2 декабря 1942 года лауреат Нобелевской премии Энрико Ферми, американец итальянского происхождения, впервые получил в Чикаго цепную ядерную реакцию. Примерно через восемь недель об этом стало известно советским ученым, информация была немедленно доложена Сталину. Возможно, впервые с начала войны положение на фронте стало обнадеживающим: 11 февраля 1943 года после капитуляции фельдмаршала Фридриха Паулюса в Сталинграде Сталин приказал сформировать комитет по использованию атомной энергии в военных целях. Директором «уранового проекта» (как его стали называть) в 1943 году поставили Курчатова. Многие авторитетные ученые возражали против его назначения, ему тогда было лишь сорок лет. Но руководителю «Манхэттенского проекта», за развитием которого напряженно следила русская разведка, Роберту Оппенгеймеру, под чьим началом работали Энрико Ферми и Нильс Бор, было и того меньше – только тридцать восемь.
Поскольку все причастные к работе над атомным оружием в России понимали, насколько они отстают от западных коллег, Лаврентий Берия активизировал деятельность советской разведывательной агентуры в США и Великобритании.
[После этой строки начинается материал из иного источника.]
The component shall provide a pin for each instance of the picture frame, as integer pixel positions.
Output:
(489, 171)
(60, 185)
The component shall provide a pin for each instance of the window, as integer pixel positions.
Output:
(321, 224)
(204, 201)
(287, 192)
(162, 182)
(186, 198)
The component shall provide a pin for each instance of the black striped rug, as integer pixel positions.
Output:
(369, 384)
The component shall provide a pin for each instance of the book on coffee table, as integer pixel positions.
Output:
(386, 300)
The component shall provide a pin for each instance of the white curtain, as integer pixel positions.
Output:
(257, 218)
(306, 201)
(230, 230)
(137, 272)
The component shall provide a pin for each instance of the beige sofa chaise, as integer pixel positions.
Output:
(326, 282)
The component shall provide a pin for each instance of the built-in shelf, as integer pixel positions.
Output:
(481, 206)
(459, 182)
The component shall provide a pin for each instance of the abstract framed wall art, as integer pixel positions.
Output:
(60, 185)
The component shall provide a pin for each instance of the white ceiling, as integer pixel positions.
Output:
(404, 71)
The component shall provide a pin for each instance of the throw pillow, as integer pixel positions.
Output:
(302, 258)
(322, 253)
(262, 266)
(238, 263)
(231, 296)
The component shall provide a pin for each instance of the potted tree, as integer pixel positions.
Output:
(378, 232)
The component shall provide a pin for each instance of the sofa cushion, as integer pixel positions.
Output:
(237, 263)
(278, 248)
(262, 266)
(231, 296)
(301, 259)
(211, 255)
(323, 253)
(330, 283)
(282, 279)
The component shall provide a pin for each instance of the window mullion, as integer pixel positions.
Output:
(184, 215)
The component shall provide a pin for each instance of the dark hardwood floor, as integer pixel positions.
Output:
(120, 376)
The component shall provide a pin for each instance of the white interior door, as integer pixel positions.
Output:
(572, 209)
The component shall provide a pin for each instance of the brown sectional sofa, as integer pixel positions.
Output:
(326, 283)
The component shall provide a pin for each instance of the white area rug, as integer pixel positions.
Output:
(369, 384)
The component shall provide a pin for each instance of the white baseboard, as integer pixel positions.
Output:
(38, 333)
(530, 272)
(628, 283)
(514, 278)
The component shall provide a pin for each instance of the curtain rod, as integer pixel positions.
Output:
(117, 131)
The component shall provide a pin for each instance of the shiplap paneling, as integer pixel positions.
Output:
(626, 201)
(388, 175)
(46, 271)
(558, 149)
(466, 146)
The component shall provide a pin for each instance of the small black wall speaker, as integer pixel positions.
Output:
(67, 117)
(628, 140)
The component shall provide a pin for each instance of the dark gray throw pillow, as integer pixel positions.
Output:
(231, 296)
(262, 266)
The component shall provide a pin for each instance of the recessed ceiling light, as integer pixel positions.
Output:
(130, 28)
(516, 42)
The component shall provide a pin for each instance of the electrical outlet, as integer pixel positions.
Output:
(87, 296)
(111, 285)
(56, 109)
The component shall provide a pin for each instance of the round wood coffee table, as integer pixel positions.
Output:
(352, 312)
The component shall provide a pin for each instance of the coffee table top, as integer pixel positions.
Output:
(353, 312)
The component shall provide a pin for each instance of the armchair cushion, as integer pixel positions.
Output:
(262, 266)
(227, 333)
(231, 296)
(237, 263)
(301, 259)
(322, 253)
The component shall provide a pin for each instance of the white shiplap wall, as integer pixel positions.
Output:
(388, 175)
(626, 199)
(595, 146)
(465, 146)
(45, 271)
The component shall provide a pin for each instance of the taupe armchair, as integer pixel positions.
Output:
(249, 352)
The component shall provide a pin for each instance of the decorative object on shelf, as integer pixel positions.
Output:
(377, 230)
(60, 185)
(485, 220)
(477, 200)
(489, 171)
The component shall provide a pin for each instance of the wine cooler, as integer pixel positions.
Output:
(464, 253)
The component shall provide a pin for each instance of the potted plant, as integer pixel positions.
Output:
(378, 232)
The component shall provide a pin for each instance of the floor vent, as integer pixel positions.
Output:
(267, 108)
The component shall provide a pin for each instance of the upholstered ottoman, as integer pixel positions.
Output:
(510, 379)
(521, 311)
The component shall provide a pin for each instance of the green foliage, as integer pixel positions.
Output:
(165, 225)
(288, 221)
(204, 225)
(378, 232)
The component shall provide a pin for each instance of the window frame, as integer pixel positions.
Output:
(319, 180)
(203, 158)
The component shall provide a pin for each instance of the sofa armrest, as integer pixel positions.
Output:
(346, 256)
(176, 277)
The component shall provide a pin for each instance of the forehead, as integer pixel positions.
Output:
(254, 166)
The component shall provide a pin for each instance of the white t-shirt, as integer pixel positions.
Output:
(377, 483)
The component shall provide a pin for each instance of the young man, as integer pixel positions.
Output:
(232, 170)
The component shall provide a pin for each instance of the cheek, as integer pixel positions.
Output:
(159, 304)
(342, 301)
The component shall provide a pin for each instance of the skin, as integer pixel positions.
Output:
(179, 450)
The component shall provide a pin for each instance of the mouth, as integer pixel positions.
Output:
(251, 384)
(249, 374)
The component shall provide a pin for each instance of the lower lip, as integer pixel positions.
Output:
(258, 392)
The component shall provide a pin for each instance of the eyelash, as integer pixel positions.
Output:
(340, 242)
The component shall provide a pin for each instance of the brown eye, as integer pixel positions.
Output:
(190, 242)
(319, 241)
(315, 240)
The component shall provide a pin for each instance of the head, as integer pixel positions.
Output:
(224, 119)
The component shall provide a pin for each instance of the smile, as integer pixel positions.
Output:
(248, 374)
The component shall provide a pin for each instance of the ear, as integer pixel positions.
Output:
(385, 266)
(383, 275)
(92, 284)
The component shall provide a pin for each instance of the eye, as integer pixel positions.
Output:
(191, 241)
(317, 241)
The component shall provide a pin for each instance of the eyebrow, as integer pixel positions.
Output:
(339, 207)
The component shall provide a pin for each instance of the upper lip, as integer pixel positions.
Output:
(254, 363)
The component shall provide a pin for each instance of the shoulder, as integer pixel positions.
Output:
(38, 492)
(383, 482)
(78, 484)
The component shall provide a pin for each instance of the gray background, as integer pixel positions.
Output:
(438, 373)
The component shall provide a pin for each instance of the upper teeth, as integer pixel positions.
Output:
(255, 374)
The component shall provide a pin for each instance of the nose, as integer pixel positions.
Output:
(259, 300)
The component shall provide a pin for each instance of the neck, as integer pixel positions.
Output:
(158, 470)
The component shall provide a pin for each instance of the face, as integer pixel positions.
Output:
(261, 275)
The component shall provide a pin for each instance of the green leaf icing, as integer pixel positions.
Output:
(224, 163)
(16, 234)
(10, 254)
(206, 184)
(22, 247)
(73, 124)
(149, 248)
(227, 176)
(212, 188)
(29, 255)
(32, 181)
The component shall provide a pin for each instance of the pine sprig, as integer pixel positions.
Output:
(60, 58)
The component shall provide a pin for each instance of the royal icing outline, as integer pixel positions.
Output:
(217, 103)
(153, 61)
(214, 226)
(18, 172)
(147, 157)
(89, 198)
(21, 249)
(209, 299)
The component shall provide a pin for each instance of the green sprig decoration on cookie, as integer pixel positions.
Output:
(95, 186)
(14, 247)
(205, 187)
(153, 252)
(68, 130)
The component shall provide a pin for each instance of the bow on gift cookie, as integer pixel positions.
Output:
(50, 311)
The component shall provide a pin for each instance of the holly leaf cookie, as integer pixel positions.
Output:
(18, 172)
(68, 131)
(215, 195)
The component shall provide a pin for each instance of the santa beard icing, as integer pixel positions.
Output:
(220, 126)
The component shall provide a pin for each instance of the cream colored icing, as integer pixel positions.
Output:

Курчатов и его коллеги крайне нуждались в последних данных, касающихся цепной реакции, и «довольно часто посещали» Берию в его кабинете на третьем этаже Лубянки, чтобы ознакомиться с поступающими туда данными разведки[729]. Опираясь на полученную от Берии информацию, к марту 1943 года Курчатов уже знал о местоположении семи важнейших ядерных исследовательских центров США и имена 26 ведущих ученых, работавших в этой области. К июлю советской разведке удалось похитить и доставить Берии 286 секретных документов по ядерным исследованиям. Курчатов приступил к созданию небольшого уранграфитового реактора, хотя не мог обеспечить существенного прогресса в этом направлении из-за дефицита графита и урана.
В октябре 1943 года Советский Союз попытался завербовать выдающегося датского физика-ядерщика Нильса Бора, когда тот находился в Лондоне. Ранее Бор занимал должность директора Института теоретической физики в Копенгагене, а в 1922 году стал лауреатом Нобелевской премии по физике за работу по изучению строения атома. Узнав о том, что немцы намерены загнать всех евреев в Дании в лагеря, британские агенты спрятали Бора в пустом бомбовом люке бомбардировщика «Москито», в котором обычно доставляли дипломатическую почту, и тайно вывезли ученого из Стокгольма в Лондон. Вскоре после прибытия Нильса Бора в британскую столицу сотрудник советского посольства передал ему письмо от ведущего советского физика Петра Капицы, в котором говорилось следующее: «Я хочу, чтобы Вы знали, что Вам будут рады в Советском Союзе, где будет сделано все, чтобы дать убежище Вам и Вашей семье, где сейчас мы имеем все необходимые условия для научной работы»[730]. Бор проигнорировал это письмо, хотя и не сообщил о нем ни американским, ни британским властям.